A lawyer and two witnesses are accusing investigators and a judge in Vietnam of harassment them during a death row convict’s trial. However, new evidence came to light to support Nguyen Minh Hung’s claims of innocence after being fingered by convicted drug dealer Phan Nguyen Anh Thu.
Hung’s death sentence was struck down last week by the HCM City Supreme People’s Court and a fresh investigation ordered after Thu retracted her earlier statement and said Hung was innocent.
The 28-year-old was found guilty last June by a Tay Ninh province court after Thu ‘picked’ him as her accomplice out of a police lineup and admittedly kept up the lie during the trial.
She said she had done that because of intense pressure from the police.
The death sentence was based on a cell phone number found in Thu’s notebook which also contained details of her heroin trade contacts that was traced down to Hung, and on a red shirt found in Hung’s room. Thu said she had sold heroin to a man in a red shirt.
Hung explained he had subscribed to the number on behalf of a distant relative while evidence including photos suggests the shirt belongs to Hung’s brother.
The Tay Ninh court concluded Hung carried over 8.4 kilogram of heroin from Cambodia and handed it to Thu in Tay Ninh on July 25, 2002, and one another date.
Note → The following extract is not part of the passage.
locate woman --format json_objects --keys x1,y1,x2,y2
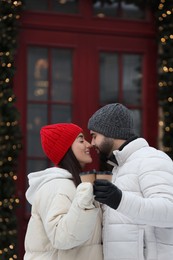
[{"x1": 24, "y1": 123, "x2": 103, "y2": 260}]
But it turned out that on July 25th Hung and his wife were visiting HCM City the hostel they stayed in confirmed it.
An appeal court overturned the guilty verdict and ordered a fresh investigation. The police then said Hung brought the drugs on the 24th, claiming Thu had not remembered the date correctly.
But Hung said that on the 24th he and his wife had attended the birthday party of Nguyen Thi Thuyen, a primary school teacher, in Tay Ninh. Thuyen confirmed his statement as did two other teachers, an official from the district judicial department, and two others.
But the police said that they all lied and that based on their records Thuyen’s birthday was not even in July but in May.
Thuyen explained that since her family did not remember her exact birth date, they had picked July 24th to celebrate it. She was celebrating on that date for a long time and she produced other evidence to support it.
But the second appeals court in Tay Ninh now at the centre of the bullying charges rejected the birthday party story and found Hung guilty again. It also told the police to bring criminal charges against all those who had testified on Hung’s behalf.
Witnesses grilled, insulted
The birthday party host, Thuyen, said she had broken into tears at the second appeals court last year after being pilloried.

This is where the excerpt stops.